Peut être un début de réponse est à trouver dans le geste du renouvellement du Pacte des catacombes qui fut signé en 1965 par une quarantaine de participants du Concile Vatican II. A la question d’une Eglise pauvre à l’écoute des pauvres, les nouveaux signataires ont rajouté dimanche l’urgence de défendre la « maison commune ». En voici le texte, pour un engagement qui est un des fruits de cinquante années d’expérience conciliaire dont l’option préférentielle pour les pauvres est des plus beaux :
Nous, participants au Synode panamazonien, nous partageons la joie de vivre parmi de nombreux peuples indigènes, quilombolas, d’habitants des rives de fleuves, de migrants et de communautés des périphéries des villes de cet immense territoire de la planète. Avec eux, nous avons fait l’expérience de la puissance de l’Évangile qui agit dans les plus petits. La rencontre avec ces peuples nous interpelle et nous invite à une vie plus simple, de partage et de gratuité. Marqués par l’écoute de leurs cris et de leurs larmes, nous accueillons chaleureusement les paroles du Pape François : « Beaucoup de frères et sœurs en Amazonie portent de lourdes croix et attendent la consolation libératrice de l’Évangile, la caresse de l’amour de l’Église. Pour eux, avec eux, nous marchons ensemble » (1).
Souvenons-nous avec gratitude de ces évêques qui, dans les catacombes de sainte Domitille, à la fin du concile Vatican II, ont signé le Pacte pour une Église servante et pauvre. Nous nous souvenons avec vénération de tous les martyrs membres des communautés ecclésiales de base, des organismes pastoraux et des mouvements populaires, des leaders indigènes, des missionnaires hommes et femmes, des
laïques et des laïcs, des prêtres et des évêques, qui ont versé leur sang en raison de cette option pour les pauvres, de la défense de la vie et de la lutte pour protéger notre Maison commune. À la gratitude pour leur héroïsme, nous joignons notre décision de poursuivre leur lutte avec fermeté et courage. C’est un sentiment d’urgence qui s’impose face aux agressions qui dévastent aujourd’hui le territoire amazonien, menacé par la violence d’un système économique prédateur et consumériste. Devant la Très Sainte Trinité, devant nos Églises particulières, devant les Églises d’Amérique latine et des Caraïbes et devant celles qui sont solidaires avec nous en Afrique, en Asie, en Océanie, en Europe et dans le Nord du continent américain, aux pieds des Apôtres Pierre et Paul et de la multitude des martyrs de Rome, d’Amérique latine et surtout de notre Amazonie, en profonde communion avec le Successeur de Pierre, nous invoquons l’Esprit Saint et nous nous engageons personnellement et collectivement à :1. Assumer, face à l’extrême menace du réchauffement climatique et de l’épuisement des ressources naturelles, l’engagement à défendre la forêt amazonienne sur nos territoires et par nos attitudes. C’est d’elle que proviennent les dons de l’eau pour une grande partie de l’Amérique du Sud, la contribution au cycle du carbone et à la régulation du climat mondial, une biodiversité incalculable et une riche diversité sociale pour l’humanité et pour la Terre entière.
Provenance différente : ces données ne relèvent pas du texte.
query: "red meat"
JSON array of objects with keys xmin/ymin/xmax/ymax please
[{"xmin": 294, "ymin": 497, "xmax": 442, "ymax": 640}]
2. Reconnaître que nous ne sommes pas les propriétaires de notre mère la terre, mais ses fils et ses filles, formés par la poussière de la terre (Gn 2, 7-8), hôtes et pèlerins (1 Pt 1, 17b et 1 Pt 2, 11), appelés à être ses gardiens zélés (Gn 1, 26). À cette fin, nous nous engageons pour une écologie intégrale, dans laquelle tout est interconnecté, le genre humain et l’ensemble de la création, parce que tous les êtres sont filles et fils de la terre et sur elle plane l’Esprit de Dieu (Gn 1, 2).
3. Accueillir et renouveler chaque jour l’alliance de Dieu avec toute la Création : « Voici que moi, j’établis mon alliance avec vous, avec votre descendance après vous, et avec tous les êtres vivants qui sont avec vous : les oiseaux, le bétail, toutes les bêtes de la terre, tout ce qui est sorti de l’arche. » (Gn 9, 9-10 et Gn 9, 12-17).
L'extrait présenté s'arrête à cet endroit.